Without Decolonisation, Palestinians Will Remain Tethered To Unviable Humanitarian Aid

If Palestinians were to gain from international endeavours, the international community would have to deconstruct all its detrimental policies to date.

If Palestinians were to gain from international endeavours, the international community would have to deconstruct all its detrimental policies to date.

A quarter of a century since the signing of the Oslo Accords and the Palestinian people are still incarcerated in a role that is not of their choosing. The international community is intent on regurgitating policies that have subjugated Palestinians into a deteriorated economy while knowing full well that through the same accords which protected Israel’s colonial intent, Palestinians are now defined only through humanitarian discourse.

In a recent press release discussing its annual report, the UN Conference on Trade and Development (UNCTAD) stated that Palestine’s economic reality is in continuous deterioration, warning that:

“evaporating donor support, a freeze in the reconstruction of Gaza and unsustainable, credit-financed public and private consumption offer poor growth prospects as the confiscation of land and natural resources by Israel continues”.

UNCTAD unequivocally places blame upon Israel, showing how each military aggression upon Gaza and the ensuing refusal to allow the enclave proper reconstruction, as well as restrictions upon the trade of goods “that might have a potentially military application” have contributed to a growing deficit.
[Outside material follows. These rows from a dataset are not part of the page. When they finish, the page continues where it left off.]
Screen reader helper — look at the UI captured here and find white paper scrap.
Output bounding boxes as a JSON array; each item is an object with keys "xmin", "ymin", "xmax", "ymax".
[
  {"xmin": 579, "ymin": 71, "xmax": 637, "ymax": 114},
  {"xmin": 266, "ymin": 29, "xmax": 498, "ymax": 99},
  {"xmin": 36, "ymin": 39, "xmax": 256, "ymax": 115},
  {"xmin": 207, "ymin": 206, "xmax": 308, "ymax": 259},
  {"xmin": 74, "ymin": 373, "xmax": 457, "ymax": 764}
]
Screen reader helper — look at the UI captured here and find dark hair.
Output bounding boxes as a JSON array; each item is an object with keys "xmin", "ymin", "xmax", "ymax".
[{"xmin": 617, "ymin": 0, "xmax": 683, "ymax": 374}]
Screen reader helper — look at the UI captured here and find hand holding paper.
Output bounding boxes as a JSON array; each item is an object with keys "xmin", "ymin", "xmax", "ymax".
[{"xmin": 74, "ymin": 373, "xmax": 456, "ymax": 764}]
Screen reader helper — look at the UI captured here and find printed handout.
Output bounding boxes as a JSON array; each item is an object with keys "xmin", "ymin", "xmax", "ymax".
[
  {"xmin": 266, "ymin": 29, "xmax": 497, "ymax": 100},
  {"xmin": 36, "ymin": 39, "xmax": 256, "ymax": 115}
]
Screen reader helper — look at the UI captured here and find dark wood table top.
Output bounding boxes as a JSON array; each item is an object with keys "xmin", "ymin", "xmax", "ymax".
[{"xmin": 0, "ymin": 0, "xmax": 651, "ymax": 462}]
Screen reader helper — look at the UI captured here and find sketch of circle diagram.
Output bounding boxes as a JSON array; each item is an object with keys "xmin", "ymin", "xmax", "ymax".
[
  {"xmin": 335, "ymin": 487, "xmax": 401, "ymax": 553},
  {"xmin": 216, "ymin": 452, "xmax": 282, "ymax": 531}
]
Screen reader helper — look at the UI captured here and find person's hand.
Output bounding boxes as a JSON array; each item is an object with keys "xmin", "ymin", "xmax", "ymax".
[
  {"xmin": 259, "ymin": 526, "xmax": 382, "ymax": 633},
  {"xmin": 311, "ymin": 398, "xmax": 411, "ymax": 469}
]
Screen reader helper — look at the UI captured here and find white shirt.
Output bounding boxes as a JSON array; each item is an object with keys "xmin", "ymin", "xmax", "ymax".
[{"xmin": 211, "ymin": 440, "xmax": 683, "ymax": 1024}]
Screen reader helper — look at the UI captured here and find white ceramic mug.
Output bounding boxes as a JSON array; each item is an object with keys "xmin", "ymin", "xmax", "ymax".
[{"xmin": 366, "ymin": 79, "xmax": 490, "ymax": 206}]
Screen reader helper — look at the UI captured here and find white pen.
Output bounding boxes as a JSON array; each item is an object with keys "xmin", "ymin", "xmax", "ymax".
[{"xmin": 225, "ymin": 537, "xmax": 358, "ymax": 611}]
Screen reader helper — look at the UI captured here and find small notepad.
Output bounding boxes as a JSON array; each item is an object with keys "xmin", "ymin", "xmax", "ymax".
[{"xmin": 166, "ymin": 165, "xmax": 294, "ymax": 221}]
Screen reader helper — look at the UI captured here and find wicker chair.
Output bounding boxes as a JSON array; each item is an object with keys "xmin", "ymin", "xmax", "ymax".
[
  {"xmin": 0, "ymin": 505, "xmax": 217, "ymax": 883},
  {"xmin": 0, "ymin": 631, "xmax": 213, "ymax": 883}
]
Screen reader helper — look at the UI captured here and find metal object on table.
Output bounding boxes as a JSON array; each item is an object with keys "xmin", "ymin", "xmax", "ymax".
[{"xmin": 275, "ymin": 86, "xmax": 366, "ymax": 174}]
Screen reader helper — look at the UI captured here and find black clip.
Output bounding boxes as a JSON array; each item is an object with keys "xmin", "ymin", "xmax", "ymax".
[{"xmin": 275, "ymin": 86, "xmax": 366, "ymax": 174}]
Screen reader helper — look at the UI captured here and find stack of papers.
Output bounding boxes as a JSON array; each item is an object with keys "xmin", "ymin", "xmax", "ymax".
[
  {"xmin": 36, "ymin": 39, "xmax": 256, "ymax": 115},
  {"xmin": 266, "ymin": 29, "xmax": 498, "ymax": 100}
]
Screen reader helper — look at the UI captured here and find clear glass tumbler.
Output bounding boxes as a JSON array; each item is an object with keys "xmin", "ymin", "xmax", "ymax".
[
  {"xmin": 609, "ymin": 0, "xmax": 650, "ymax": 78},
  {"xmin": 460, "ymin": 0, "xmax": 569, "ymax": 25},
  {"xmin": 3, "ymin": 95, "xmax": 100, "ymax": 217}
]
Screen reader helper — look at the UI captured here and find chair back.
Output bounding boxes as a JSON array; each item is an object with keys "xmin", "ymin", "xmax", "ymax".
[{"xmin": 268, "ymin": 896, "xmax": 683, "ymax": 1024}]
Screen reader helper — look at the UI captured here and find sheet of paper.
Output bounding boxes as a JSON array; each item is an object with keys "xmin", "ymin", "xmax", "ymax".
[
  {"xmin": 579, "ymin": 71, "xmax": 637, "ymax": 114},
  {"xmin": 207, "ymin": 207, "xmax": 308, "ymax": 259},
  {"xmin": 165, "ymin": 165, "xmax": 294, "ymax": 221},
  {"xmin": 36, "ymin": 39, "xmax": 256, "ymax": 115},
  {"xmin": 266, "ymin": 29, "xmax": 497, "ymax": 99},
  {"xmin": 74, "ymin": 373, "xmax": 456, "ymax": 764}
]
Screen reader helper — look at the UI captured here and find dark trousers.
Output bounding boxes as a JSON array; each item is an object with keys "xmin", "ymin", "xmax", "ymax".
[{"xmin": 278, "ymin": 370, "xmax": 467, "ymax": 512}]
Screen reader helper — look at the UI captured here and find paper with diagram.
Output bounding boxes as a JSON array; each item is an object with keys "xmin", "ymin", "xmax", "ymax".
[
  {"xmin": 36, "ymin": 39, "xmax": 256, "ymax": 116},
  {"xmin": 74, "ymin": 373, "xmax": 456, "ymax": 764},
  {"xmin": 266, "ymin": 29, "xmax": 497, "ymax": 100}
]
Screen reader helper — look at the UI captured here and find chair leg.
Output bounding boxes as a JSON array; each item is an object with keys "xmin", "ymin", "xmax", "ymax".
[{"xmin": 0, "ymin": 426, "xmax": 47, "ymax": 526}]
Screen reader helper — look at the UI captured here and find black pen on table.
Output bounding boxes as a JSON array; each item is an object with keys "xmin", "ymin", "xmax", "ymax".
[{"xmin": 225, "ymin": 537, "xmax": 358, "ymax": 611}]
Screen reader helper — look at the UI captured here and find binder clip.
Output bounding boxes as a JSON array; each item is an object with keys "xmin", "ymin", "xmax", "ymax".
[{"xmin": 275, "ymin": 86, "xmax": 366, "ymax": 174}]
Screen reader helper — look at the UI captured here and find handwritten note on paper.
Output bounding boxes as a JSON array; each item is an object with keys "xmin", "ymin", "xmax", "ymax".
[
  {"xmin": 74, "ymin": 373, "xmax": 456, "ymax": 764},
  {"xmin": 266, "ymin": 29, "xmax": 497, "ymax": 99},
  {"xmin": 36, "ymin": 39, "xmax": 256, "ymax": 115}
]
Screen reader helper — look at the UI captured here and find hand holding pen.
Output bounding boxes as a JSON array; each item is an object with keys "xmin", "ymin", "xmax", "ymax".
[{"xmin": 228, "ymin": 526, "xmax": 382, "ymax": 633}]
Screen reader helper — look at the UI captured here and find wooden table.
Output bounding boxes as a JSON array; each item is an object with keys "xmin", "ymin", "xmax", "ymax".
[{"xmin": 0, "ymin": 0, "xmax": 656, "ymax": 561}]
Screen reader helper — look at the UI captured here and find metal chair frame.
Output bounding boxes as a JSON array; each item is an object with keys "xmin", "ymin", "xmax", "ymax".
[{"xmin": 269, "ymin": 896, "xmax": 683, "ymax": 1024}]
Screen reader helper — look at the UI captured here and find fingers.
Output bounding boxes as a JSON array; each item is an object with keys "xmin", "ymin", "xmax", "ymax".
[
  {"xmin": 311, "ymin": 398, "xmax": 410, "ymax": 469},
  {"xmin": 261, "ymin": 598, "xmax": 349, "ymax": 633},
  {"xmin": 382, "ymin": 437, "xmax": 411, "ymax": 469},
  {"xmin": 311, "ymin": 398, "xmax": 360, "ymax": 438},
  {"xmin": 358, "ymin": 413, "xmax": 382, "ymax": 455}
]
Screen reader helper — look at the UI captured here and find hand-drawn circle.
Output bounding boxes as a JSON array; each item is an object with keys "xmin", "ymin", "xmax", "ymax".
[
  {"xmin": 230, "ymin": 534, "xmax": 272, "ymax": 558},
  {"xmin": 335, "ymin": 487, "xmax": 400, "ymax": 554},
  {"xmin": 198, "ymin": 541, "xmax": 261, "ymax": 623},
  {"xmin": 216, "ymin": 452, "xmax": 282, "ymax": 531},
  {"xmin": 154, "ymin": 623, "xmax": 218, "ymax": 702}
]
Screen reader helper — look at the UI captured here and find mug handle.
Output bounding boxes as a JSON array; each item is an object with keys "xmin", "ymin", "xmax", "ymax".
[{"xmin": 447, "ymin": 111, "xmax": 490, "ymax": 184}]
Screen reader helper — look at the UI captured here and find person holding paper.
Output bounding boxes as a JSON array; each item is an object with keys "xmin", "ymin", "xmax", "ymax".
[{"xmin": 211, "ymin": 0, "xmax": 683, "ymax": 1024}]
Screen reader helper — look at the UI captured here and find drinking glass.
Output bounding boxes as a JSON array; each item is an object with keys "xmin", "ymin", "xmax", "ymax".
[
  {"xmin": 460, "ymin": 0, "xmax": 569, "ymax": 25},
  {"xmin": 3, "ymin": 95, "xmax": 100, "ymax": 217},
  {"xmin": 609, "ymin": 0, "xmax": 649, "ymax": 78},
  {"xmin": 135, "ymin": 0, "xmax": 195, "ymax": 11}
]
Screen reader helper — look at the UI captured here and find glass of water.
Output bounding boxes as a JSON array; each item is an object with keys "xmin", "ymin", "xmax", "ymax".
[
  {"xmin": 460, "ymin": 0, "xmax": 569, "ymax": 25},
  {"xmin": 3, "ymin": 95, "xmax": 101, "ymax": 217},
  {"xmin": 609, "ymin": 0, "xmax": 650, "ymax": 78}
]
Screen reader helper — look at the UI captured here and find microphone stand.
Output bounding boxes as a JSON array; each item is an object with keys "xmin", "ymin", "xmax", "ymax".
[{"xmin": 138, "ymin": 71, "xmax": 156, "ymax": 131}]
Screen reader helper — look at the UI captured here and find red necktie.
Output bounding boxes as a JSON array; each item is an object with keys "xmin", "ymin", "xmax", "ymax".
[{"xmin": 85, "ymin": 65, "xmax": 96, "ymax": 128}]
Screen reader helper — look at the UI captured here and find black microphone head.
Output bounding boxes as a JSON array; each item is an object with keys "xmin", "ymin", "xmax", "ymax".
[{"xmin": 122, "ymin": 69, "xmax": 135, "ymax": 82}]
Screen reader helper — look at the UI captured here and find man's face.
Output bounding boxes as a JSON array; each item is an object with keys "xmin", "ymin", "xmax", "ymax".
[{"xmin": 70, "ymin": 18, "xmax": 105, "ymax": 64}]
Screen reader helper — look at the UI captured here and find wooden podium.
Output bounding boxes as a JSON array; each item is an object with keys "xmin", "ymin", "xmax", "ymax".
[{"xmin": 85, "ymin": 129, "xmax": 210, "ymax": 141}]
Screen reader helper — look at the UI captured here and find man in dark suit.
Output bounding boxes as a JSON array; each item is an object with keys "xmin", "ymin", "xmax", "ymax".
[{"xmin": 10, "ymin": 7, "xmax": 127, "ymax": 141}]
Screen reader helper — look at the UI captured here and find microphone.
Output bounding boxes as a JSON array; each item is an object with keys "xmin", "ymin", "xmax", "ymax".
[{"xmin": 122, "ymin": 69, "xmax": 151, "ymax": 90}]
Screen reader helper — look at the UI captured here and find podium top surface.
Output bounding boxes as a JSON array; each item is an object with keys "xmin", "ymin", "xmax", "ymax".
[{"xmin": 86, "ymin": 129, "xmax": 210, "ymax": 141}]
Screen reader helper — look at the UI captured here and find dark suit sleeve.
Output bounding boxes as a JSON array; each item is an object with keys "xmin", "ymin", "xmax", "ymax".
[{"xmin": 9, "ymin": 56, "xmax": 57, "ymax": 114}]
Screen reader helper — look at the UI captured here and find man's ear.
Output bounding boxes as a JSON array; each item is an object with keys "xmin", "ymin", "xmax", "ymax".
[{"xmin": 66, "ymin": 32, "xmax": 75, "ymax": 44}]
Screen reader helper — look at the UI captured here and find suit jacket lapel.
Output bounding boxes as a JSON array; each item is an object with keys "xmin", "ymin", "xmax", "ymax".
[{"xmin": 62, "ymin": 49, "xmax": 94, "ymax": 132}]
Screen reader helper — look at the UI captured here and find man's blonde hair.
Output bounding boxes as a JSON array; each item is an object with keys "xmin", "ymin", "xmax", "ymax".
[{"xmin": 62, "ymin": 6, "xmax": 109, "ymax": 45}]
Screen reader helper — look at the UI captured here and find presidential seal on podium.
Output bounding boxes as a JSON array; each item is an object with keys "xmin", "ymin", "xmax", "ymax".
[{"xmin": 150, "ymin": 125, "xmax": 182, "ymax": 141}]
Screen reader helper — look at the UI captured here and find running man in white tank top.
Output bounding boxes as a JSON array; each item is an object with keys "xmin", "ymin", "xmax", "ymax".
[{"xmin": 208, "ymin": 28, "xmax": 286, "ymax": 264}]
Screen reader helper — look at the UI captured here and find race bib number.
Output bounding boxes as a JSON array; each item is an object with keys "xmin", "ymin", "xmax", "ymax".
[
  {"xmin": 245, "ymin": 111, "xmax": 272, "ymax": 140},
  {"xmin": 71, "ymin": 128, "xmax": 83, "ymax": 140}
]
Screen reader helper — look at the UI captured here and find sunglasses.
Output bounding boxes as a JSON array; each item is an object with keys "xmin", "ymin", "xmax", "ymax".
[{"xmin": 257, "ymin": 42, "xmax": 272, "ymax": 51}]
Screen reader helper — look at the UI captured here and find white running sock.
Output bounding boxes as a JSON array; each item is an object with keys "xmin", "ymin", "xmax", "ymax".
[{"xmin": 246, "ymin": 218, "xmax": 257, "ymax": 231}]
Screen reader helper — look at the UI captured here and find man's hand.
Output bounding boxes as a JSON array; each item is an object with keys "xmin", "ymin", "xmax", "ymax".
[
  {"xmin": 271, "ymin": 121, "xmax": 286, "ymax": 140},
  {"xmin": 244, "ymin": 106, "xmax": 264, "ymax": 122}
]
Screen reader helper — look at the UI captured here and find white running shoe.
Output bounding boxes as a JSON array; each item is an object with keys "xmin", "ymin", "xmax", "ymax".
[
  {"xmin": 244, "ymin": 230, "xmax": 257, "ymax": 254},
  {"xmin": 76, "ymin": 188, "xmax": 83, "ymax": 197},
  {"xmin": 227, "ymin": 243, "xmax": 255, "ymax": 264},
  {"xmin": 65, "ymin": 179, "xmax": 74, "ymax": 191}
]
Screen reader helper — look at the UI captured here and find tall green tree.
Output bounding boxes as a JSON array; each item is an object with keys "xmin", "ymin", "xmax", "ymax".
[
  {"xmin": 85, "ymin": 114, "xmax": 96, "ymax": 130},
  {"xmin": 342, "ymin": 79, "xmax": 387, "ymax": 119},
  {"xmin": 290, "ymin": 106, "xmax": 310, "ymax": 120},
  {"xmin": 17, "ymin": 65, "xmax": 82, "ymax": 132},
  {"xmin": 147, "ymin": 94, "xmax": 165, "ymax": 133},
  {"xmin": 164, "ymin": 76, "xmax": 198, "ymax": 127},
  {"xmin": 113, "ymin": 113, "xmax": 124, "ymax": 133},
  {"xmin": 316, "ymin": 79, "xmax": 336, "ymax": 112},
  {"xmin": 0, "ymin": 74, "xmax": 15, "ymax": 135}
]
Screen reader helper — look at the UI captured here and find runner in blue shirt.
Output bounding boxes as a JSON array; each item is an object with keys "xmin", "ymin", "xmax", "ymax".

Israel’s illegal blockade on Gaza, rising unemployment, settlement expansion and the Paris Protocol which governs trade tariffs and imposes the same fees upon Palestinians despite their imposed disadvantages, are other factors considered by the report.

UNCTAD correctly speaks about “de-development” as opposed to a deteriorating economy – a fact which the international community refuses to recognise as it continues to speak of future purported progress, always within the context of the two-state compromise, while knowing full well that the statistics convey a different picture. Apart from the ramifications of Israeli colonial exploitation and violence, the political isolation of Palestinians and the superfluous presence of Palestinian representation at an international level through the Palestinian Authority is restricting prospects for Palestinians.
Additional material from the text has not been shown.